I don't know why but that just made me cry
post #17 of 19
Thread Starter 
Quote:
Originally Posted by Proud2BeAnAmerican View Post
As hard as it might be for you, you have to let it go now. You've said what you needed to say. You've given it your all. Don't let this come between you and the adults. The wedge that you've now created can/will affect the relationship you can have with this little boy. You need to decide if you are willing to give up the relationship with the child because you cannot let the issue go.
My sister is a circ'ing, bottlefeeding-without-any-attempt-at-bf, dump-them-in-daycare-because-I-can type of girl. I said what I needed to say on the issues and then made the decision that being in the children's life was more important to me than being right. I know in my heart that I would never make the choices she has made but they are done. Now I have to move on.

Good luck!
That's exactly what I'm doing.....I'm just going to let it go. I mean I'll still think inside what morons they are, but I won't talk about it anymore. At least she's going to breastfeed....but for how long I have no idea.....and she recnetly has opened her eyes about not getting an epidural because she learned the risks at a childbirth class.....hello something me and my sister has been trying to tell her! So maybe if it's someone like a Dr. or nurse or educator......so I'm hoping they'll bring up circ'ing in the class and maybe they'll open their eyes.
post #18 of 19
Quote:
Originally Posted by GoodMomma View Post
Thanks all! Wow tennisdude....you have a good memory!! Umm....yeah I had talked to my younger brother about talking to him and he said no, he'd feel weird.....I guess he can talk to his sisters about it but can't talk to someone else with a penis, lol go figure! Anyway..... besides I honestly don't think it makes a difference if he were to talk to him. My older brother is extremely stubborn about this subject.

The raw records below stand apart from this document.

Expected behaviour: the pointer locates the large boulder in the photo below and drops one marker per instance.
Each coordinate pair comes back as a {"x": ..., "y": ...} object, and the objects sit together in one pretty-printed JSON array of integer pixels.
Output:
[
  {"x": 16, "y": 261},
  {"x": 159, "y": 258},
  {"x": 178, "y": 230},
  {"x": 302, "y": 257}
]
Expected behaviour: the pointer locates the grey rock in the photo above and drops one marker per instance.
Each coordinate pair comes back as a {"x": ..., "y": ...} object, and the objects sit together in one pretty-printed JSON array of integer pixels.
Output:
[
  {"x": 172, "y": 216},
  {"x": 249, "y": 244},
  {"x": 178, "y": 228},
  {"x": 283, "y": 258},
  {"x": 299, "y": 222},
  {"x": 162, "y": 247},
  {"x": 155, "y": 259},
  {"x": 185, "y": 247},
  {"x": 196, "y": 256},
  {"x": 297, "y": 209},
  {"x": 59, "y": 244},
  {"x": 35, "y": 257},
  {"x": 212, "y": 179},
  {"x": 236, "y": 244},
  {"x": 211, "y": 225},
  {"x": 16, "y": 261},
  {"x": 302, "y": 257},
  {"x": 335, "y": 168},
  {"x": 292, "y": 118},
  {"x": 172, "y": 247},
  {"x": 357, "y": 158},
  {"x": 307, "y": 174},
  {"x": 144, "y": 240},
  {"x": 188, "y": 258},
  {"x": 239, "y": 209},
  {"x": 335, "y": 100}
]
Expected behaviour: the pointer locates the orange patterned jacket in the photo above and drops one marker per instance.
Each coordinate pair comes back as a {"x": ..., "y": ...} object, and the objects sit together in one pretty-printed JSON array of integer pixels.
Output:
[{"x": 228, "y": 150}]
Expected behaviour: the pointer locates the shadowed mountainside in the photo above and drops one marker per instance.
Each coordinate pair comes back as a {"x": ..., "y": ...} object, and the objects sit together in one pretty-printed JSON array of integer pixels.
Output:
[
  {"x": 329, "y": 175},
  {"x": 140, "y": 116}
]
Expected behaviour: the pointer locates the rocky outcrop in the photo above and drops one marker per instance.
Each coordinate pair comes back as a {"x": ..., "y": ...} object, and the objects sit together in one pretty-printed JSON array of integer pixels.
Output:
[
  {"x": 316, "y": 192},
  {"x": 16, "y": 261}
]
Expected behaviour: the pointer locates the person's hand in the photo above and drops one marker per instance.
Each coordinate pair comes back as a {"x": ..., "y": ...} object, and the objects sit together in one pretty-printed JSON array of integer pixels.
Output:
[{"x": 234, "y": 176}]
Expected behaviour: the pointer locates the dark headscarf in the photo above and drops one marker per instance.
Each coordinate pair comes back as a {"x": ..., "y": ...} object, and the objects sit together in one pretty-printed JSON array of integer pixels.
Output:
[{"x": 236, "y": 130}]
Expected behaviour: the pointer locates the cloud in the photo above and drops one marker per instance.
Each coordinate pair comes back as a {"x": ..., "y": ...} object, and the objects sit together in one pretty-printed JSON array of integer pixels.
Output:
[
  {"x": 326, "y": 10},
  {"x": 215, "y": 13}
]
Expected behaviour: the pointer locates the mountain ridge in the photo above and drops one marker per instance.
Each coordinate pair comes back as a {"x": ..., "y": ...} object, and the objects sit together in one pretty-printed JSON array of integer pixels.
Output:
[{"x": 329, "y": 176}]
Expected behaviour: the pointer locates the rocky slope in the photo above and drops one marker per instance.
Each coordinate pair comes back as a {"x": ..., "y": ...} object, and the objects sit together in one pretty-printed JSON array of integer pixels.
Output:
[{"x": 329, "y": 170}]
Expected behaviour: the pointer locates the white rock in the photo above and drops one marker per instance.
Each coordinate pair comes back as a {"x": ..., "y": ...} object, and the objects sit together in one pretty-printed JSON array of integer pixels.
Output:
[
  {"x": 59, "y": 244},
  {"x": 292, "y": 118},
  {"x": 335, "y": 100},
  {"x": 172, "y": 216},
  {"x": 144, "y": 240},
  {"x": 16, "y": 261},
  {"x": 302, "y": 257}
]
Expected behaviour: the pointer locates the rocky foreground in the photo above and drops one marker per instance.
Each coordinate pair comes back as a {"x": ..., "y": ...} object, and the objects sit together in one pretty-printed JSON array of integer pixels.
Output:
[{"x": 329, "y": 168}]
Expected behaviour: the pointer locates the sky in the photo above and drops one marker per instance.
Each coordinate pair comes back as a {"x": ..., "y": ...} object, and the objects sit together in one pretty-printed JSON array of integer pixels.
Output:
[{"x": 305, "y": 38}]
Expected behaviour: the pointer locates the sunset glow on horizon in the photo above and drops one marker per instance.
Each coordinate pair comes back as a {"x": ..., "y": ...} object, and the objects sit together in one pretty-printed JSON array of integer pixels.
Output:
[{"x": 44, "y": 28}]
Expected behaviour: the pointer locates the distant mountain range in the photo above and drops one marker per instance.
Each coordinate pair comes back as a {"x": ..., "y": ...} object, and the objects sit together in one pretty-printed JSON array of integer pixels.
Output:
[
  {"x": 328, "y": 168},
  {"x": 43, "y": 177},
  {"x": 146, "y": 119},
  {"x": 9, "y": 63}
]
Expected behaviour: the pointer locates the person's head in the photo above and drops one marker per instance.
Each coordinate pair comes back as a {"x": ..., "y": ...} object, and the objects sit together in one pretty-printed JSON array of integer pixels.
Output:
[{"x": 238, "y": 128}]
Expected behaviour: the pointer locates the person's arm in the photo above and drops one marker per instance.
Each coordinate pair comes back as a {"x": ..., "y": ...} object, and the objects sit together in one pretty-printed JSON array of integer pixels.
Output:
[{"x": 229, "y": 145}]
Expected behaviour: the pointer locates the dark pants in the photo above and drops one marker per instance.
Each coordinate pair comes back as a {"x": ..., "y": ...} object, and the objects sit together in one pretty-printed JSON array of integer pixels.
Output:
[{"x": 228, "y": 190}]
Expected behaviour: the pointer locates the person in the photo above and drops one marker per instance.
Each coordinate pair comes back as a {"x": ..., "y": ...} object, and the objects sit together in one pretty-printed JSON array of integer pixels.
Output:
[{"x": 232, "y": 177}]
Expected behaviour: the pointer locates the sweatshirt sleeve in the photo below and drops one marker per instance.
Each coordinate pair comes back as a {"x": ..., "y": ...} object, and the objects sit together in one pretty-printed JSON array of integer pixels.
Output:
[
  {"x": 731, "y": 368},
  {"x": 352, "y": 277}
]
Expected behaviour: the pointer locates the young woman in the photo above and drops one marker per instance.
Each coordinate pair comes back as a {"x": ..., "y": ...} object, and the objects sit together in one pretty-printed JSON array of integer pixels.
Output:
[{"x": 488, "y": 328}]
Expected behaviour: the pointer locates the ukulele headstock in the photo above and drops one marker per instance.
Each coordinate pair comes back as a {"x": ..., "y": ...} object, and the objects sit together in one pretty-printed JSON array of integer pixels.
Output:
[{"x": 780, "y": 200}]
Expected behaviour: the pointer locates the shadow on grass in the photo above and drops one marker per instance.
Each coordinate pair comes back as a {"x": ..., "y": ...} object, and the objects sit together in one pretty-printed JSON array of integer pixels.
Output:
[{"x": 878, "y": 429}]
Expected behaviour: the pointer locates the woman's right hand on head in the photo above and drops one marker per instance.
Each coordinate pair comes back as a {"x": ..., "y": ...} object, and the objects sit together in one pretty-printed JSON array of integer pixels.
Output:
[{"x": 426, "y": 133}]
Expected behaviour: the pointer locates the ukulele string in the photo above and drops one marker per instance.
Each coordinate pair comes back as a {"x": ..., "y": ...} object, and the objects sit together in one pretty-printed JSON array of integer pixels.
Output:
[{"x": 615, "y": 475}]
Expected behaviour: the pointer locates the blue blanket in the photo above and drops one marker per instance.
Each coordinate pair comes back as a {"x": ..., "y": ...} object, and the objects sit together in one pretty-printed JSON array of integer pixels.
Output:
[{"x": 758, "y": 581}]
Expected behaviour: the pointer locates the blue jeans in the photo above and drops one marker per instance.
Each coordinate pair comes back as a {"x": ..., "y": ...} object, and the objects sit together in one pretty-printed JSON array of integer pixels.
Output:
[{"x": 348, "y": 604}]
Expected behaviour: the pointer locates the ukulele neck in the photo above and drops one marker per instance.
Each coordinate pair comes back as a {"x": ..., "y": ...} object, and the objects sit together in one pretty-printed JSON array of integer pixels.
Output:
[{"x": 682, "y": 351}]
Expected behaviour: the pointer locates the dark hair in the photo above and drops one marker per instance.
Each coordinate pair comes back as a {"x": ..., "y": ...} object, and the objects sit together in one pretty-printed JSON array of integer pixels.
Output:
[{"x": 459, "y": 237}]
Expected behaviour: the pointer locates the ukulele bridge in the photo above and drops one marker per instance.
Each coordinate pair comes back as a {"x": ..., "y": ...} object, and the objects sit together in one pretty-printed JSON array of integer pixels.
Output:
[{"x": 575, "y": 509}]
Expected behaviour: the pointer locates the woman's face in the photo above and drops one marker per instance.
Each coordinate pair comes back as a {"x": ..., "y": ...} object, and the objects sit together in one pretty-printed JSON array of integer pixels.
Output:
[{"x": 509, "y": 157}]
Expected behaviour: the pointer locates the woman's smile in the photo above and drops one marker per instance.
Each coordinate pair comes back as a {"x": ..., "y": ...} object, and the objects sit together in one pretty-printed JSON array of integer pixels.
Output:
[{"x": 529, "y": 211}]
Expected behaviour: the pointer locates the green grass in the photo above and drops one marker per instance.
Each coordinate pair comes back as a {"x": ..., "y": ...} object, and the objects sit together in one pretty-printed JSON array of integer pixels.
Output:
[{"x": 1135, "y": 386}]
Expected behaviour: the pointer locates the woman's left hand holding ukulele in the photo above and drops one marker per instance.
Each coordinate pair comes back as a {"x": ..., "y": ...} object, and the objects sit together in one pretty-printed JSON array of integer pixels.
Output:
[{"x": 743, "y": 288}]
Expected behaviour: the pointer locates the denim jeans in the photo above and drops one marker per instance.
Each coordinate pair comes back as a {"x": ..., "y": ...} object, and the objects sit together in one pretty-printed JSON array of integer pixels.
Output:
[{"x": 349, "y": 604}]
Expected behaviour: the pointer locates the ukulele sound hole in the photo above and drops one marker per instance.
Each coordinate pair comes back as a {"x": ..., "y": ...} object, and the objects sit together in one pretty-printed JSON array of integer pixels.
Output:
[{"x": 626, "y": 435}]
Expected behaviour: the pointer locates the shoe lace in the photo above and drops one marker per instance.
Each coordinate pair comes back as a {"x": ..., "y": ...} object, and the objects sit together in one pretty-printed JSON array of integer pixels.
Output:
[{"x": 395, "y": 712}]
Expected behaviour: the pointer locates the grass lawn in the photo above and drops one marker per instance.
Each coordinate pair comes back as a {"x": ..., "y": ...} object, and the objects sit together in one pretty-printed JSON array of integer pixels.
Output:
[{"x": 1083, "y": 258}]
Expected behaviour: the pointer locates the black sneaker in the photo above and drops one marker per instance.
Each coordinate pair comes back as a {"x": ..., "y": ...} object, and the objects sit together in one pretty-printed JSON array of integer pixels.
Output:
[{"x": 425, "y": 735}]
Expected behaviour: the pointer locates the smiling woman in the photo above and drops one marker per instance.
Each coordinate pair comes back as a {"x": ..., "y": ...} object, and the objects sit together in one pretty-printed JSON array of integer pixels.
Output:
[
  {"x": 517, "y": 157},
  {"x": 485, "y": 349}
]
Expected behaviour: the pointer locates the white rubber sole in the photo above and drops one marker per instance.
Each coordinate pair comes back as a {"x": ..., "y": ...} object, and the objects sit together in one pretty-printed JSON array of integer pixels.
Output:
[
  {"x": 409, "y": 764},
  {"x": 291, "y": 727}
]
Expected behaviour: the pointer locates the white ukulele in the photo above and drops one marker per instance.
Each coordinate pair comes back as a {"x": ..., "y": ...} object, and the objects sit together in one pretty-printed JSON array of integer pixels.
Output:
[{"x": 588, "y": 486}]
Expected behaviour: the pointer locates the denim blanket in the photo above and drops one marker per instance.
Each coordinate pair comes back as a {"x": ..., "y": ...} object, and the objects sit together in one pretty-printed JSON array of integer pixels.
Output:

I think it's photographic actually, lol. Anyway, I remember like the most random stuff, and I rarely have to write anything down to remember what I have to do. So, yeah, some of these stories I read on here are hard to forget. And I am sorry about the whole situation here. I really don't understand what's going on with your bro. here, given that he already knows intact people in his own family.
post #19 of 19
Probably wouldnt work but you could also try offering to pay for the whole surgery if he wanted it done after he was 18. Even put the money in a trust fund or something?